The Canadian airline recorded a 50.2% year-on-year increase in 2015 revenues to C$289m, while earnings before interest, tax, depreciation and amortisation (ebitda) jumped by 552.8% on 2014 to C$34.6m.
As well as the Canada Post contract, it also benefited from higher fuel surcharges and increases in charter revenues.
However, this was not enough to turnaround losses and the airline recorded a C$18m loss compared with a C$9.5m loss in 2014.
The year was described as “transformational” by president and chief executive Ajay Virmani as it added 14 new aircraft to its fleet in response to the Canada Post contract win and strong demand from existing customers on domestic network and charter market services.
Full-time and part-time employees increased from less than 400 at the start of 2014 to over 700 in 2015 and the total aircraft fleet grew from 16 to 23 aircraft.
The company said it had managed to reduce costs in the second half of the year and as a result its loss for the final three months was C$1.5m compared with C$5m last year.

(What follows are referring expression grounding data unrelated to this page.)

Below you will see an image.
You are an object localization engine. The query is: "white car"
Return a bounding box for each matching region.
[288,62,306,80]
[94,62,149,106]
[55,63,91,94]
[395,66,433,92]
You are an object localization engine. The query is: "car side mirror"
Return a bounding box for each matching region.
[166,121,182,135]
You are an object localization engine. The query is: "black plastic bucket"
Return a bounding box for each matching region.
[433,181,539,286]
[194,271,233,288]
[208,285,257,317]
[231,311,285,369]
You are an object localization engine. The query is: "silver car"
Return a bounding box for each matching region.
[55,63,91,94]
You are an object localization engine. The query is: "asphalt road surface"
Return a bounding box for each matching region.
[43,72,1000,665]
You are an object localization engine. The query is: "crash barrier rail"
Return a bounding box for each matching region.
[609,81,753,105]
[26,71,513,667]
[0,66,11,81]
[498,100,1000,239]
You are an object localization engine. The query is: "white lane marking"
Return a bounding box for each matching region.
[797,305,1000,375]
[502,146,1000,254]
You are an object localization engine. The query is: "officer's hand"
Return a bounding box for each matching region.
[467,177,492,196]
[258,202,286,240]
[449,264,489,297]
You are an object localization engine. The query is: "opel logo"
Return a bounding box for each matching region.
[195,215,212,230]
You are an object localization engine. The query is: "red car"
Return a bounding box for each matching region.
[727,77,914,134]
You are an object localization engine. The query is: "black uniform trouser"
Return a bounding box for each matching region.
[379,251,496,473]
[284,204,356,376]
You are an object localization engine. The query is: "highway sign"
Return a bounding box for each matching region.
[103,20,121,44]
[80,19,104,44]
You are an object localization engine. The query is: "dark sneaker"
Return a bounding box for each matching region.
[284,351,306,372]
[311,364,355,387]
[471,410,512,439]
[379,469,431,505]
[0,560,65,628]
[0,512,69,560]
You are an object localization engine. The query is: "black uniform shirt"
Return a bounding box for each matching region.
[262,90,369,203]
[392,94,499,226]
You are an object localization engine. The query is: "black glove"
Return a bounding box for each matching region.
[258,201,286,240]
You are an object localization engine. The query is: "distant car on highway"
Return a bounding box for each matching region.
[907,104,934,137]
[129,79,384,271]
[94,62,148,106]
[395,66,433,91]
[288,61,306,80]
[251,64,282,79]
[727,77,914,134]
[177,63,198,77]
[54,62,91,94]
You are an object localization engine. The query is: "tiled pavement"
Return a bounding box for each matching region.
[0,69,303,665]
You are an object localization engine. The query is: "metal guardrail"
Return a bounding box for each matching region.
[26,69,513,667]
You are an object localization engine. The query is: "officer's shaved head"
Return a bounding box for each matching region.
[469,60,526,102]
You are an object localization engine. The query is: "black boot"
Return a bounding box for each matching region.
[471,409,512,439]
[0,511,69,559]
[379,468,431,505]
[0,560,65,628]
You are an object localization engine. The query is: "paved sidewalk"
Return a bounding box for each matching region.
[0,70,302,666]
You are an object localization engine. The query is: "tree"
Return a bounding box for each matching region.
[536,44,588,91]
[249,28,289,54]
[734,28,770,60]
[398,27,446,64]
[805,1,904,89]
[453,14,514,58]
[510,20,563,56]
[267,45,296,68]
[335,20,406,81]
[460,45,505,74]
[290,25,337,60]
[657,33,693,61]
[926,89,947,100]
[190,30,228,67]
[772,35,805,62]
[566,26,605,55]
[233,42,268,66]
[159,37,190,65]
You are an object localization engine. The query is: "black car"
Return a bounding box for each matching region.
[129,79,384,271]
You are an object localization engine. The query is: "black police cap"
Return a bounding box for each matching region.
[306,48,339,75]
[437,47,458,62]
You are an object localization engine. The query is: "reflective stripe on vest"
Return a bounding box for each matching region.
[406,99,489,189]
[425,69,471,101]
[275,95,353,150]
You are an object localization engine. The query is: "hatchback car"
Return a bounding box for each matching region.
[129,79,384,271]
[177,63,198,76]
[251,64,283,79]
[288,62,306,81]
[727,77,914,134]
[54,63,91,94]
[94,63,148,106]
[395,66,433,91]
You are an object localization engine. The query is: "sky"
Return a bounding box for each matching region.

“During the latter half of the year, the company identified opportunities to significantly reduce operating costs by realigning capacity to more closely match overall customer demand,” it said.
“This included working closely with all customers to reach consensus on a refined overnight network that met all individual customer requirements.
“These changes to the company’s route and cost structures were successfully implemented by the end of the fourth quarter of 2015 achieving a 17% reduction in network block hours.”
Although it did not provide details on its bottom line performance, it said its ebitda was positively affected by the increase in core overnight volumes of existing customers, the full service start-up of the Canada Post contract on April 1, an increase in ACMI revenues and higher charter activities and an increase in fuel surcharges due to higher block hours.
Ebitda was negatively affected by: higher operating costs due to higher block hours and increase in fleet size required by the Canada Post contract, exchange rate effects on US dollar expenditures and the increase in one time Canada Post contract start-up costs, such as aircraft leases and additional payroll and training of crew, maintenance and commercial staff.